Continuing claims are those that are made after the initial filing for unemployment benefits. In this week, the numbers fell by 126,000. The week before, claims fell by about 117,000. Breitbart News noted:
The decline brought continuing claims down to 3,241,000, the lowest level since March 21, 2020 when it was 3,094,000.
The four-week moving average, which smooths out week-to-week volatility, fell 71,750 to 3,376,000, the lowest level for this average since March 21, 2020, when it was 2,071,750.
About two dozen states, the majority of which are led by Republican governors or right-leaning state legislatures, terminated their federal unemployment benefits earlier than the Sept. 5 deadline. The left has attempted to push back through the court system. Breitbart News noted that federal courts in Indiana and Maryland ordered state governments to keep paying the federal unemployment benefits, which amount to an extra $300 per week.

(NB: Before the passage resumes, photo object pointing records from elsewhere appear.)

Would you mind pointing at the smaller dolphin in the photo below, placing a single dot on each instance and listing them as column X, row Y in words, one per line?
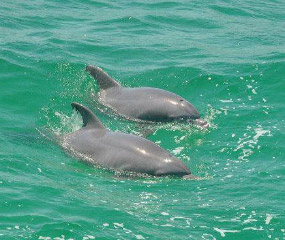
column 144, row 103
column 119, row 151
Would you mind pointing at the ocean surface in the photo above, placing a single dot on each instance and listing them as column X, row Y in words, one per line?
column 227, row 58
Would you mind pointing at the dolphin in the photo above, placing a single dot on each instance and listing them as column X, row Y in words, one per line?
column 144, row 103
column 119, row 151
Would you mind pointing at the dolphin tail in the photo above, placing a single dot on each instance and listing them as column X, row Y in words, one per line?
column 89, row 118
column 103, row 79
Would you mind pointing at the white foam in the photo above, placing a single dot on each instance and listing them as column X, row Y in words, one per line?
column 223, row 231
column 268, row 218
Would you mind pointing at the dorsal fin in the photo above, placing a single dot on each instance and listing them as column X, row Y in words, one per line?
column 89, row 118
column 103, row 79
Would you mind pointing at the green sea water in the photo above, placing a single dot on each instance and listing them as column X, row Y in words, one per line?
column 227, row 58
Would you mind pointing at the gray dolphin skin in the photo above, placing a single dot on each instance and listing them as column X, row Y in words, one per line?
column 144, row 103
column 119, row 151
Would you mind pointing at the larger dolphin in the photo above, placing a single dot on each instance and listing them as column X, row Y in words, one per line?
column 120, row 151
column 144, row 103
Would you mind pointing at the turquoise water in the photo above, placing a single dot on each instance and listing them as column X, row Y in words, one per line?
column 227, row 59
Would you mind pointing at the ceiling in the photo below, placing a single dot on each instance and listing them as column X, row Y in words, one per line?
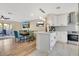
column 30, row 11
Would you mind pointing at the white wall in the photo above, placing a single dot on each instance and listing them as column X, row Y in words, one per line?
column 34, row 27
column 31, row 11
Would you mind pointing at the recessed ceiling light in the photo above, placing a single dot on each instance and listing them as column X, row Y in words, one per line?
column 9, row 12
column 58, row 7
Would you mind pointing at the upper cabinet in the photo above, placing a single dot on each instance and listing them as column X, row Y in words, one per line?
column 73, row 18
column 57, row 19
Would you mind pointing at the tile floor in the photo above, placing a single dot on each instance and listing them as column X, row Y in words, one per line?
column 60, row 49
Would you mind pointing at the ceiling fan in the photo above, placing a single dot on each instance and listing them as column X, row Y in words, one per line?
column 2, row 17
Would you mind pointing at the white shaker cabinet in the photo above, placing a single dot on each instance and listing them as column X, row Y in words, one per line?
column 45, row 41
column 61, row 36
column 57, row 20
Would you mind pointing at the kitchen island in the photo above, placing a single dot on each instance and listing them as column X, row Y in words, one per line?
column 45, row 41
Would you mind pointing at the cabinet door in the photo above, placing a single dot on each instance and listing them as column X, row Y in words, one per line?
column 54, row 20
column 62, row 20
column 62, row 36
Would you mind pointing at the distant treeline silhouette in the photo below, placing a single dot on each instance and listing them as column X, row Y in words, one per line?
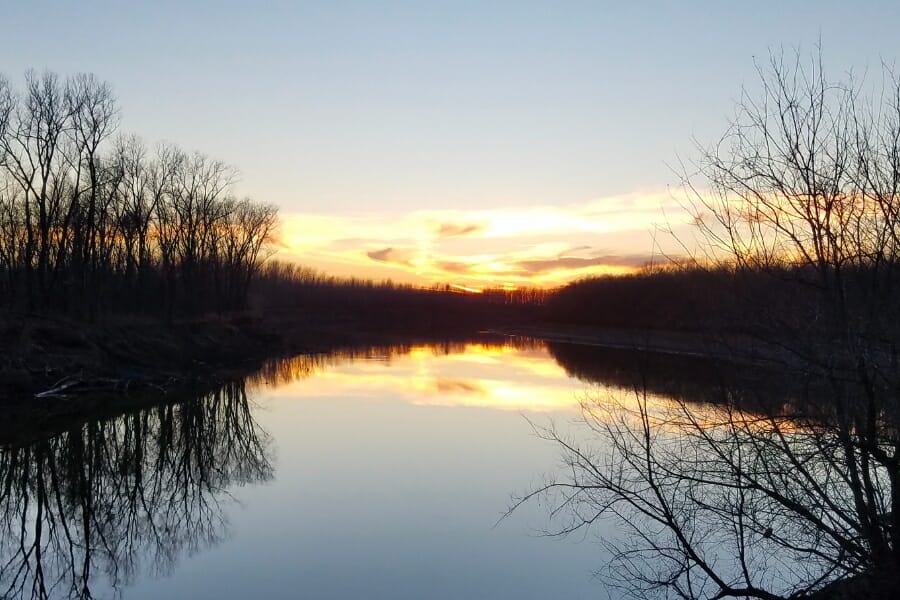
column 91, row 222
column 387, row 305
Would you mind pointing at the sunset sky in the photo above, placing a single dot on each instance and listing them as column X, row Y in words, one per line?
column 478, row 143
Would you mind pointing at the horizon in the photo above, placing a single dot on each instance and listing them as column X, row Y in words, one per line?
column 481, row 146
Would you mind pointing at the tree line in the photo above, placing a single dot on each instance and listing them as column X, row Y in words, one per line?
column 93, row 221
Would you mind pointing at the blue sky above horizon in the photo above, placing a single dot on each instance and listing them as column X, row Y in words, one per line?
column 381, row 123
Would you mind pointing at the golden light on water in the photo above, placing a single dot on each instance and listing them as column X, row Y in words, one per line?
column 470, row 375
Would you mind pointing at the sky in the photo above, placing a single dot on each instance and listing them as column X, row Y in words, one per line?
column 471, row 143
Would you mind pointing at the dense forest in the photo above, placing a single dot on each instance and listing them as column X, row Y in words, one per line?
column 94, row 222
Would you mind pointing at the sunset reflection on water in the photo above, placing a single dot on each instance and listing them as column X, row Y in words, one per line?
column 507, row 376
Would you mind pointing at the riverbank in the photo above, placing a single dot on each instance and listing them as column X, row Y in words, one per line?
column 47, row 356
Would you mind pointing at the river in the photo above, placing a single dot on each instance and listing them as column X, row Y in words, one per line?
column 374, row 473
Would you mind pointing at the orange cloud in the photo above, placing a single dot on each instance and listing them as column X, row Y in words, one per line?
column 446, row 230
column 527, row 246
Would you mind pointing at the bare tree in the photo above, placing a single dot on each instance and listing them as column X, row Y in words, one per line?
column 800, row 194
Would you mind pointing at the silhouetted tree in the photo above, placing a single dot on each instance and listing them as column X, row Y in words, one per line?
column 799, row 203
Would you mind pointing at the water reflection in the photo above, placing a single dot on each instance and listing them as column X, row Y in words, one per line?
column 88, row 510
column 105, row 503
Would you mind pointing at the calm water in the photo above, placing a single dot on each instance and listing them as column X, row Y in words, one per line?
column 375, row 474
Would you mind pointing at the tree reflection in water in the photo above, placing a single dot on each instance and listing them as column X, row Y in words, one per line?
column 100, row 504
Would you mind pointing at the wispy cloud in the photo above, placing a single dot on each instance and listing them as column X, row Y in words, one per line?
column 392, row 255
column 446, row 230
column 543, row 245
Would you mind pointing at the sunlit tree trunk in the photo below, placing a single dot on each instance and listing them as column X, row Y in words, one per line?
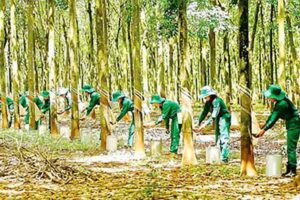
column 212, row 46
column 295, row 63
column 30, row 59
column 101, row 29
column 15, row 67
column 189, row 156
column 281, row 40
column 74, row 69
column 2, row 66
column 52, row 69
column 138, row 80
column 247, row 155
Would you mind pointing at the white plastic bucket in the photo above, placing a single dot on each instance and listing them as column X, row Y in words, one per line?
column 213, row 155
column 111, row 143
column 156, row 147
column 274, row 165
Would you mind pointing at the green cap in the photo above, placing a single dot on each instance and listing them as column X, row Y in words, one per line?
column 274, row 92
column 117, row 95
column 88, row 88
column 62, row 91
column 207, row 91
column 157, row 99
column 45, row 94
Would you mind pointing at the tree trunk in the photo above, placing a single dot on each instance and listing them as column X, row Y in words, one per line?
column 189, row 156
column 74, row 70
column 15, row 67
column 281, row 40
column 2, row 66
column 138, row 80
column 247, row 155
column 102, row 45
column 52, row 68
column 271, row 45
column 30, row 59
column 295, row 79
column 254, row 25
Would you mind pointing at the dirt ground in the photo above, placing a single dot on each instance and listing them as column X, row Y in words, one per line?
column 34, row 166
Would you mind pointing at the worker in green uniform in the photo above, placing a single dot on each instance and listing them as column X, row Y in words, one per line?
column 46, row 105
column 286, row 110
column 220, row 115
column 127, row 106
column 94, row 99
column 66, row 95
column 24, row 103
column 10, row 106
column 170, row 110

Not only has the government welfare program slowed a much-needed economic rebound and kept people out of work, but there is also evidence that it has contributed to the record number of drug overdose deaths that occurred last year. The problems go far beyond jobless numbers.
Still, despite the left’s best efforts to ensure that more people remain dependent on the government, it appears more states will begin easing off the federal dole as they realize the importance of getting people back to work. It seems the Democrats might need to concoct new ideas to encourage more Americans to become reliant on the state.